My Favorites: An Eye for Architecture


Illustra­tion by
Jaylene Arnold

Illustrations of all 10 buildings mentioned in the article

Michael Wagner, SOC/BA ’97, got the scoop on the impact of the built environment on people as a Staten Island Advance transportation reporter in the early aughts. A love of storytelling and urban form that began in newsprint now comes to life in brick and mortar in each project for the Little Diversified Architectural Consulting design principal: mixed use, office buildings, schools, and more.

“Architecture is the stage set of our lives,” says the Raleigh, North Carolina, resident. “Having the opportunity to shape space where people live, work, play, shop, and dine is what keeps me motivated.”

Thirteen years in architecture have taught Wagner that a site’s “context and history inform what it becomes.” Each design is a complicated puzzle of costs, regulations, geometry, and research waiting to be solved.

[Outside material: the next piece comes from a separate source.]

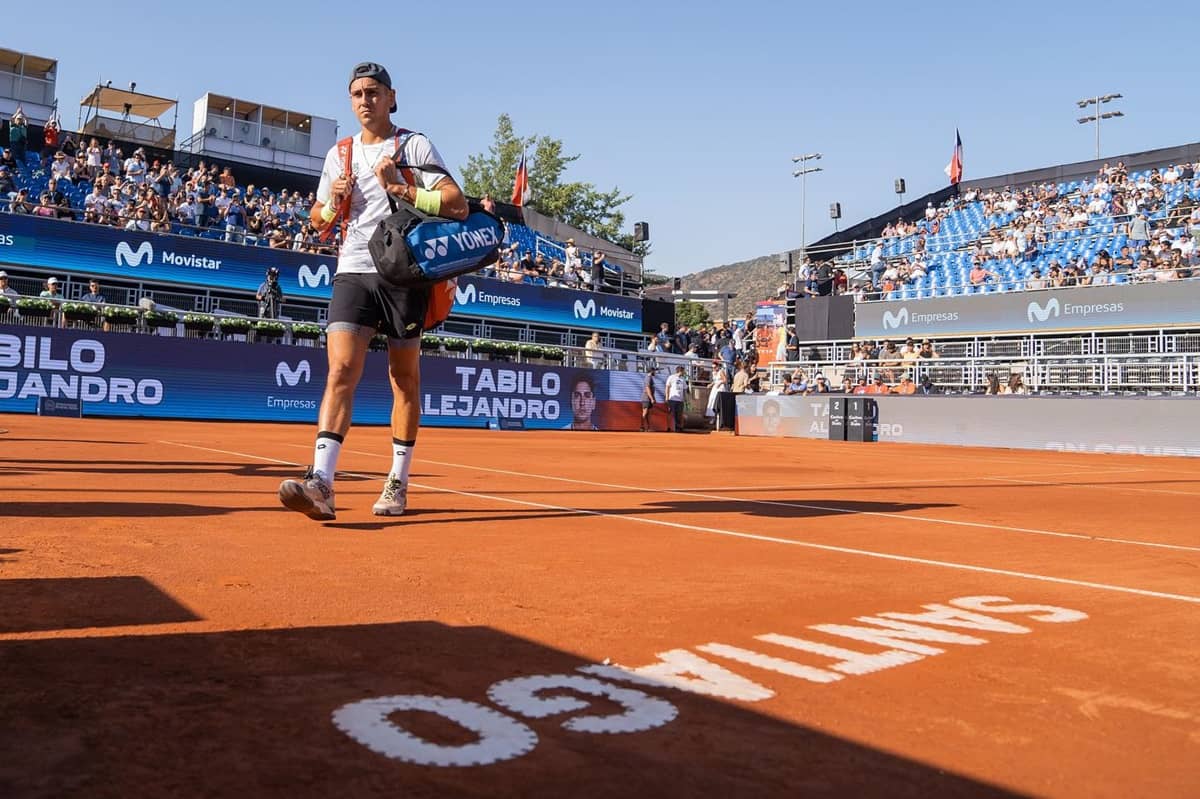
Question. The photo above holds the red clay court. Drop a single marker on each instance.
(594, 614)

From sketch to structure, they've stolen the show. Here are Wagner's 10 favorite buildings:

Norwegian National Opera and Ballet: Snohetta’s iconic design weaves the Norwegian landscape—glaciers and ice sliding into the water—into Oslo’s urban fabric, creating an awesome public space.

Outpost: Olson Kundig has designed so many stunning houses. Perfectly sculpted, Outpost is all about contrast, acknowledging the sanctity of the Bellevue, Idaho, landscape. It is a vehicle that observes and absorbs its surroundings.

Norwegian National Opera and Ballet: This otherworldly box from Snohetta reveres its context. I can’t think of a better way to experience the stark landscape than by sitting near a floating fireplace on a CNC-routed, sinuous wood form.

Clyfford Still Museum: This Allied Works project in Denver is balanced and simple—just wood and concrete. Nothing feels extraneous and everything is thoughtful, down to the concrete’s linear striations.

MAXXI: Zaha Hadid’s design lives up to the Rome museum’s slogan: “More than meets the eye.” Every space overlaps and intersects. The building itself is as much a part of the art as the works housed inside.

The Broad: A glass fiber–reinforced concrete skin of unique panels creates a gallery that’s awash in natural light while not detracting from the artwork at this LA museum. The way the DSR and Gensler–designed exterior touches the ground brilliantly points to its entry.

Seattle Central Library: Draped in a glass shell and placed on its site in a way that activates every level, this OMA library encapsulates Seattle’s vibrancy inside a vertically stacked building that feels like a city unto itself. 

Therme Vals: Studying Peter Zumthor’s plans for this hotel and spa, you realize how rational it is, boasting a rich tapestry of interior spaces and an exterior of locally sourced stone that doesn’t try to emulate the surrounding Swiss Alps.

Tate Modern: It takes vision and courage not to touch the parts of a building that are naturally stunning. Opened in 2000, the museum from Herzog and de Meuron maintains the grandeur and civic beauty of this old London turbine hall.

The High Line: There is no better example of outdoor space being inserted into an urban fabric. DSR completely inverted the story of an abandoned rail spur, taking the vitality of New York’s street life to the air.